Wasn’t that what Craig had done? Her ex-boyfriend had begged her to help him study for his exams, had picked her brains, and then he had walked all over her to get the promotion she had been after. He had taken their shared research paper, the one she had worked on intensively and had been struggling to perfect for over a year, and he had taken all the credit for it himself, using what had mostly been her work to wow the interview board with his so-called expertise.

‘I was on my way to see a patient,’ she murmured. ‘If you’ll excuse me?’

‘Of course.’ The man from Admin clapped Matt on the back and said brightly, ‘I’ll leave you in Abby’s capable hands.’ Then he strolled back the way he had come, taking a leisurely route and pausing to admire the colourful murals along the way.

‘I don’t know how much help I can be to you,’ Abby said to Matt, continuing on her way to the trauma room. ‘I would have thought you already have some experience of A and E. We all do a stint there during training, don’t we?’

‘That’s true and, to be honest, I actually specialised in it at one time. What I’m really looking for is your take on things. How you feel about your work, and which cases have an effect on you above all others.’ He paused for a moment or two, giving her a thoughtful look. ‘I noticed that you seemed sad when we walked in here a few minutes ago. Was it because of a difficult problem you had to solve?’

‘I don’t deal with cases or problems,’ she told him. ‘I treat sick children.’

She might have expected him to draw back at the snub, but he simply studied her more closely, a glimmer of compassion in his eyes. ‘And that’s the crux of it, isn’t it? That’s what makes yours such a heart-rending job.’

She winced at his perception. Why did he have to show that he understood? She didn’t like the man, neither did she want to have anything to do with him. He was the enemy, a thorn in her side.

‘If you can understand that,’ she said, ‘then it beggars belief that you should write an article on the pros and cons of vaccination. I have to deal with the fallout from that when parents read your stuff and decide that vaccination isn’t for their children.

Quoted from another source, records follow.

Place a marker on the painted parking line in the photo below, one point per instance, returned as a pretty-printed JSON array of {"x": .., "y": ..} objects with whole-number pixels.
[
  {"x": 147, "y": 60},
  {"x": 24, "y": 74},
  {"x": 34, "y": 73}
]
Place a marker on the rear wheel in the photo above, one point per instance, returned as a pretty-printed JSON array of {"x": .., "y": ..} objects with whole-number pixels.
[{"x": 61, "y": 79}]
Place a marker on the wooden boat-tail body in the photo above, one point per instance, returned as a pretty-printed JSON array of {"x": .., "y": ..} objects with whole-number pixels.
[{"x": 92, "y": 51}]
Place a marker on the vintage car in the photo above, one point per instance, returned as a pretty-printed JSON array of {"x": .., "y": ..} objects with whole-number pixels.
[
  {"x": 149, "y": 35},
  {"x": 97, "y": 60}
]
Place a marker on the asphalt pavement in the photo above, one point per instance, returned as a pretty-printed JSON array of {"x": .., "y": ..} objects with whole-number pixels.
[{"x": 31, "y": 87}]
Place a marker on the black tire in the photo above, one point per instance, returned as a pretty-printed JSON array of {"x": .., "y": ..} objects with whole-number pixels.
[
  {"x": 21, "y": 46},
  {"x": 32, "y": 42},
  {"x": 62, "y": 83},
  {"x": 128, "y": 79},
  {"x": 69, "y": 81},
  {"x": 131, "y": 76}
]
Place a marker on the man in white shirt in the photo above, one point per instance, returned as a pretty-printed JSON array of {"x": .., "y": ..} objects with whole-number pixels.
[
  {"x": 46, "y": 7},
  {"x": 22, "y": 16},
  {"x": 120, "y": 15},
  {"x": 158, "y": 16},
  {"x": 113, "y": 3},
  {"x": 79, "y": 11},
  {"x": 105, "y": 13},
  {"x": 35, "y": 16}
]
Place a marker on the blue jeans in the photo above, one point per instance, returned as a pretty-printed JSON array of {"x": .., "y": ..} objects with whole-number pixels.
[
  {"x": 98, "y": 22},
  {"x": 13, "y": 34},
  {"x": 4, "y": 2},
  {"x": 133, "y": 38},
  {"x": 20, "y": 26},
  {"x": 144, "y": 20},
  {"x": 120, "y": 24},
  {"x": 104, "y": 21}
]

Then I have to try to save the lives of the ones who come in here with meningitis and respiratory infections that overwhelm their immune systems.’

‘Did you read the article?’

‘Bits of it.’ She grimaced. ‘Someone had left the magazine open on the table in the doctors’ lounge, and I glanced at it in passing.’

He gave a crooked smile. ‘I’m not going to win this argument when I’m up against a biased opinion like yours, am I? Perhaps you should have read the article in full before you made up your mind that I’m the devil incarnate.’

‘Don’t flatter yourself,’ she said. ‘I tend not to think about you at all.’

That remark might have been a good payback for the putdown he had made on his website, but it didn’t have anything near the effect she’d wished for. He simply tilted back his head and laughed.

‘HOW is the article coming along?’ Abby queried, glancing at Matt as he walked up to the reception desk in A and E. He was beautifully turned out, as usual, wearing an immaculate grey suit, with a shirt that was a soft shade of blue. It matched the colour of his eyes, she noted irrelevantly. She watched him take his notepad from his briefcase.

‘I’m getting there,’ he murmured. ‘This last session should see me through to completing it. I already have a wealth of material to write up.’

‘That’s good.’ She frowned, glancing at him through narrowed eyes. Perhaps it would mean that he would soon be gone from under her feet. It was some three weeks since he had arranged to follow her progress through A and E, but at least she had managed to limit his visits to one day a week. She was still uneasy at having him shadow her every move. His presence in the unit put her on edge, though she was hard put to say why.

‘I hope you’ll be sure to let me see the finished article before it goes to print,’ she said on a warning note. Heaven forbid he should take the opportunity to aim a few more swipes at her through his website or, in this case, a Sunday newspaper magazine.